Associated Press: Wagner's rebellion is the biggest challenge Putin has faced in more than two decades in power

Washington-Moscow: Agencies
The Associated Press described the armed rebellion announced by the Wagner Military Group as the biggest challenge to Russian President Vladimir Putin during his more than two decades in power. The rebellion ended after only 36 hours when Wagner and the leader of the rebellion ordered his forces to return to their positions and stop marching to Moscow, after he reached an agreement with the Kremlin to go out of the country in exchange for not facing any criminal penalties.

The agency believed that these developments, which it described as a brief revolution, revealed weaknesses among the Russian government forces, after the soldiers of the Wagner Group, under the leadership of Yevgeny Prigozhin, managed to move without difficulty to the Russian city of Khustov and advance hundreds of kilometers towards Moscow. And the Russian army hastened to defend Russia

Under the deal announced by Kremlin spokesman Dmitry Peskov, Prigozhin will go to neighboring Belarus, which supported Russia in its invasion of Ukraine, while charges against him of leading an armed rebellion will be dropped.

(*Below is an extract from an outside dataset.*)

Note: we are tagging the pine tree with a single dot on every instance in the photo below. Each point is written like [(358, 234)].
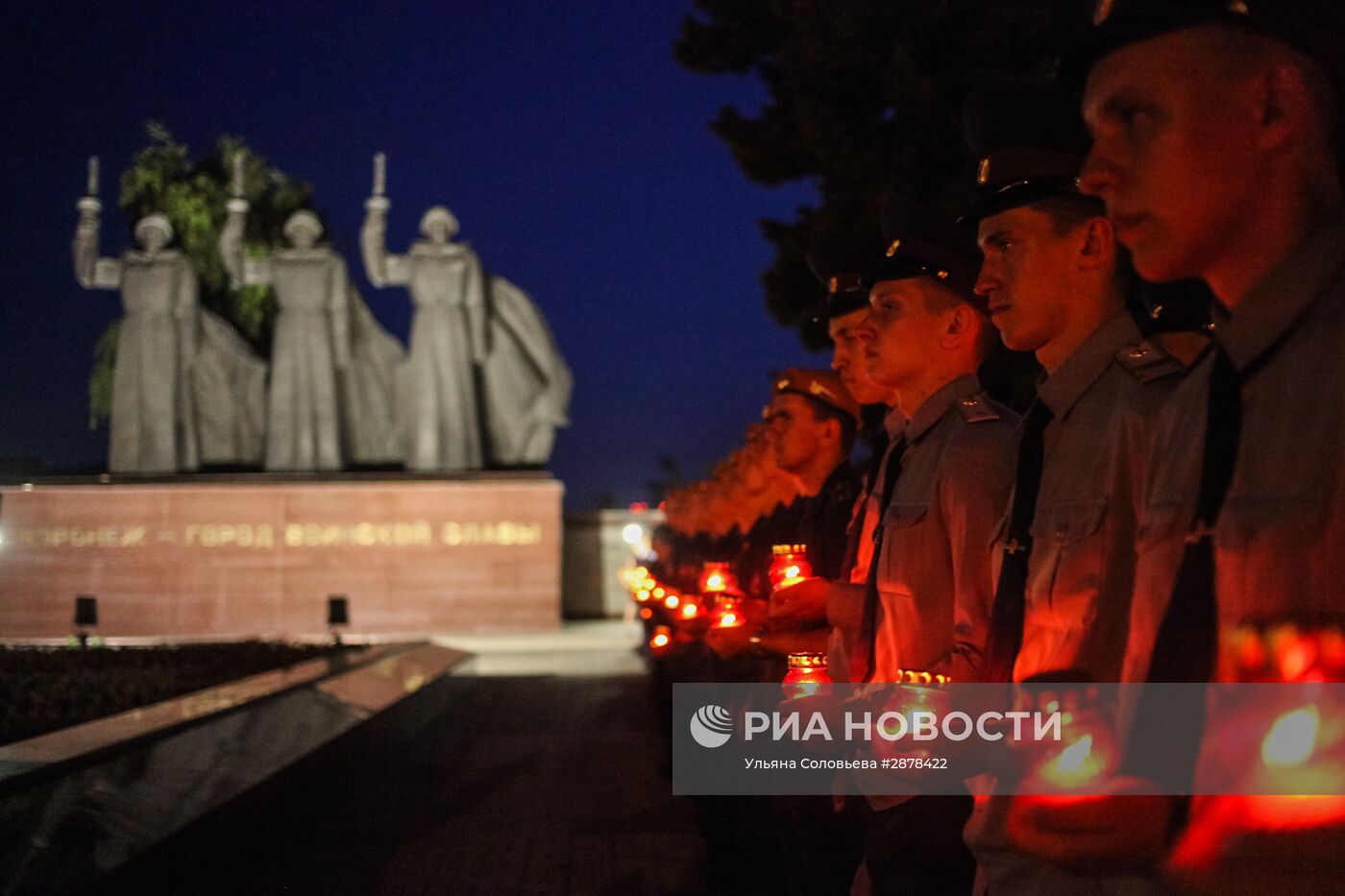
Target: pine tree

The Russian government also said it would not prosecute Wagner fighters who took part in the rebellion, while those who did not would be offered contracts by the Defense Ministry. By letting Prigozhin and his forces go free, Peskov said, Putin's ultimate goal is to avoid bloodshed and internal confrontation with unpredictable results.

Analysts say the stakes for Putin will be whether he will be seen as weak. John Heberts, Washington's former ambassador to Ukraine, told CNN that Putin has been dwarfed all the time by the issue.

The American Institute for the Study of War said that Prigozhin's rebellion had exposed severe weaknesses within the Kremlin and the Ministry of Defense.

The institute stated that Wagner could have reached the outskirts of Moscow had Wagner's leader chosen to order his forces to do so.

Prigozhin had demanded the ouster of Defense Minister Sergei Shoigu, whom the Wagner commander had long criticized for his handling of the war in Ukraine.

Had Putin agreed to oust his defense minister, this would have hurt the Russian president politically after he branded Prigozhin a traitor who stabs in the back.

The American Institute for the Study of War suggested that the agreement that ended the crisis would eliminate the Wagner Group as an independent party led by Prigozhin in its current form, although the elements of the organization may continue according to their existing and new capabilities.